Saddam Hussein's chief lawyer implored world leaders on Thursday to prevent the United States from handing over the ousted leader to Iraqi authorities for execution, saying he should enjoy protection from his enemies as a "prisoner of war."
Iraq's highest court on Tuesday rejected Saddam's appeal against his conviction and death sentence for the killing of 148 Shiites in the northern city of Dujail in 1982. The court said the former president should be hanged within 30 days.
"According to the international conventions, it is forbidden to hand a prisoner of war to his adversary," Saddam's lawyer Khalil al-Dulaimi said.
"I urge all the international and legal organizations, the United Nations secretary-general, the Arab League and all the leaders of the world to rapidly prevent the American administration from handing the president to the Iraqi authorities," he told The Associated Press.
Cardinal Renato Martino, Pope Benedict XVI's top prelate for justice issues and a former Vatican envoy to the U.N., condemned the death sentence in a newspaper interview published Thursday, saying capital punishment goes against the teachings of the Roman Catholic Church.
After Saddam's death sentence was handed down last month, Louise Arbour, the U.N. high commissioner for human rights, urged Iraq to ensure a fair appeals process and to refrain from executing Saddam even if the sentence is upheld.
Some international legal observers and human rights groups have also called Saddam's trial unfair because of alleged interference by the Shiite-dominated government.
An official close to Iraqi Prime Minister Nouri al-Maliki has said Saddam would remain in a U.S. military prison until he is handed over to Iraqi authorities on the day of his execution. The official spoke on condition of anonymity because he was not authorized to address the media.
A top government official disputed the court's ruling that Saddam must be hanged within 30 days, saying the execution should be held after that time period. The comment comes amid debate over other legal procedures such as whether the presidency is required to approve the execution.
"The law does not say within 30 days, it says after the lapse of 30 days," said Busho Ibrahim, deputy justice minister.
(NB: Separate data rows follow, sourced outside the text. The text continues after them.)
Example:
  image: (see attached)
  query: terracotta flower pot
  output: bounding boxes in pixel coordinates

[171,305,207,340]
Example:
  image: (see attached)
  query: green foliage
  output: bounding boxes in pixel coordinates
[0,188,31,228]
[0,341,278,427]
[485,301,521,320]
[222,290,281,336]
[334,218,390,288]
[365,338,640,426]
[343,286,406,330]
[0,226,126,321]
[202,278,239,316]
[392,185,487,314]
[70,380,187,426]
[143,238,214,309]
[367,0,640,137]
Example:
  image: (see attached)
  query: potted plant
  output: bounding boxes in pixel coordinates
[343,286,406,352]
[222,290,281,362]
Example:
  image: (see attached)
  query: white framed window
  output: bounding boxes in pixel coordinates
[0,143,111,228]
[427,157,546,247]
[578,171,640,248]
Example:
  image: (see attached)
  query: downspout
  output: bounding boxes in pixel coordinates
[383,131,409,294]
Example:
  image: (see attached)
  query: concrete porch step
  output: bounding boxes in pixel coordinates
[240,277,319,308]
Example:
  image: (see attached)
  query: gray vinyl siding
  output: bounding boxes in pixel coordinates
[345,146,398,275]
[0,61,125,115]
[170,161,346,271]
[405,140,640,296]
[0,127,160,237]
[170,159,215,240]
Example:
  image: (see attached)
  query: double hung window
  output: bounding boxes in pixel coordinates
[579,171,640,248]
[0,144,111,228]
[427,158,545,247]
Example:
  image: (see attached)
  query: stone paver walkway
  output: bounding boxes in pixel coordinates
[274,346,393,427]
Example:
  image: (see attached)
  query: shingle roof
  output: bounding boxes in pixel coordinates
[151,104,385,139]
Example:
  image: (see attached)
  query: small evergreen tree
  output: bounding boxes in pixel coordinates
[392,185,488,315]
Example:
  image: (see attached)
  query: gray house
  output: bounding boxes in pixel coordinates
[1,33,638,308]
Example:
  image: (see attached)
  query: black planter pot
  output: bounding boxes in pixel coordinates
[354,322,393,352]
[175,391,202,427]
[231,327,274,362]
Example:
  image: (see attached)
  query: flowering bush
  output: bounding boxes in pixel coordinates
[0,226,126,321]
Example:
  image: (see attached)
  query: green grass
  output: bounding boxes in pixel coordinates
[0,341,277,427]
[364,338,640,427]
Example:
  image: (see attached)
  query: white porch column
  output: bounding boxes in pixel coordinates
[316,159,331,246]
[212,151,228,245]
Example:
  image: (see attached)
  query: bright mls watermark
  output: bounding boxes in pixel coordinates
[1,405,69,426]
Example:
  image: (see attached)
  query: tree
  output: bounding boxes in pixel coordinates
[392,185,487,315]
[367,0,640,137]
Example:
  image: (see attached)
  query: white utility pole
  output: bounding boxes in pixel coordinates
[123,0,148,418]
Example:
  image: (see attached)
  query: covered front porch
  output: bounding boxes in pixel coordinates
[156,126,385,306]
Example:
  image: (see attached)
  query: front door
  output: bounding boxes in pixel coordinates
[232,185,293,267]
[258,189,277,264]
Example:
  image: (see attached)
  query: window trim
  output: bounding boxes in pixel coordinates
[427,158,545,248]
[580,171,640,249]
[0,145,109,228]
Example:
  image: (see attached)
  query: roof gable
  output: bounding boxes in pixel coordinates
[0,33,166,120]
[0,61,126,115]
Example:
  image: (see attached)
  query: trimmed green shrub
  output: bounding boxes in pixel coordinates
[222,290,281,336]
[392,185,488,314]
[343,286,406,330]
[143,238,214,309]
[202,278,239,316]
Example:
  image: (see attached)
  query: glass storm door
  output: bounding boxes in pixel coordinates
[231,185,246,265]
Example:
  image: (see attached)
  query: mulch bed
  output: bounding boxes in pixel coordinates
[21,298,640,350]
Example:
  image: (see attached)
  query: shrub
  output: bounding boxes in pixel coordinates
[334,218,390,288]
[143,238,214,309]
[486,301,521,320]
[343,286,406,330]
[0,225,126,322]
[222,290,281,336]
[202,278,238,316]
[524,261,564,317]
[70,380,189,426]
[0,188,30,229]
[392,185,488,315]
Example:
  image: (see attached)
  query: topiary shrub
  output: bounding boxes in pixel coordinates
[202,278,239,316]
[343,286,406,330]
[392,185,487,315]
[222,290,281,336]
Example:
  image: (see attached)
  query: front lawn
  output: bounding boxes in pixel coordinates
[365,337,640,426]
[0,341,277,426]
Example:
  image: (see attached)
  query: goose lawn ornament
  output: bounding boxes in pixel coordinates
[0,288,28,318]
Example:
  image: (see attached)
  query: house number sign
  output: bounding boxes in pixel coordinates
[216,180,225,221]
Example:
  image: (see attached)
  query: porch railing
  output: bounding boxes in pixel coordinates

There was no immediate explanation for the conflicting claims.
Al-Dulaimi, Saddam's lawyer, warned that turning over Saddam to the Iraqis would increase the sectarian violence that already is tearing the country apart.
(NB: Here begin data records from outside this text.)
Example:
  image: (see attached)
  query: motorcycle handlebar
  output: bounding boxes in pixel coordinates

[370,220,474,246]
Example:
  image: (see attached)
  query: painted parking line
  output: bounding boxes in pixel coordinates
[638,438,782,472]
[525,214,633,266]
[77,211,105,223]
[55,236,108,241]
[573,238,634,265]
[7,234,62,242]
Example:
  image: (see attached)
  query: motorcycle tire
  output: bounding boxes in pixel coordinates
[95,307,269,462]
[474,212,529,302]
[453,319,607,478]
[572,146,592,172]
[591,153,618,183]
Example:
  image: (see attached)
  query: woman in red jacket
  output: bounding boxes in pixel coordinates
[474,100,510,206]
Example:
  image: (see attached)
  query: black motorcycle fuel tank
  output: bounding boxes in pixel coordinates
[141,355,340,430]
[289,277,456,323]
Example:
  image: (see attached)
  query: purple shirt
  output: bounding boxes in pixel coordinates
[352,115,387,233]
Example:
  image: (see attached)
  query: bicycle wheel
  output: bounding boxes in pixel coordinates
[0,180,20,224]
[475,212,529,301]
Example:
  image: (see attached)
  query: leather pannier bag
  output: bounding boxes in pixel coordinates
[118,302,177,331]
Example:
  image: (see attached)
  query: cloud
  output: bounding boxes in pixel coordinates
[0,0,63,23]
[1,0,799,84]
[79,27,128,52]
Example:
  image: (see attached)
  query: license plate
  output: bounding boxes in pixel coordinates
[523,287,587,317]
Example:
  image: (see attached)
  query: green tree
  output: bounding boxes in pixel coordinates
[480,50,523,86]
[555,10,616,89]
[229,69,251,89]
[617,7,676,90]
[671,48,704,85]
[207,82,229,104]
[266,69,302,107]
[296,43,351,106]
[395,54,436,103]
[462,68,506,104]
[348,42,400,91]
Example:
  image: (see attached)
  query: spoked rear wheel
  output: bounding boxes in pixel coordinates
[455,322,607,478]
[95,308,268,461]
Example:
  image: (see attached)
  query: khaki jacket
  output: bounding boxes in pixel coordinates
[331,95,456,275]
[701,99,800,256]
"If the American administration insists in handing the president to the Iraqis, it would commit a great strategic mistake which would lead to the escalation of the violence in Iraq and the eruption of a destructive civil war," he said.
In Washington, Pentagon spokesman Bryan Whitman said there was concern about the potential for violence in carrying out the execution.
"I'm sure the Iraqi government is thinking through that and working with the coalition in terms of the impact that could have."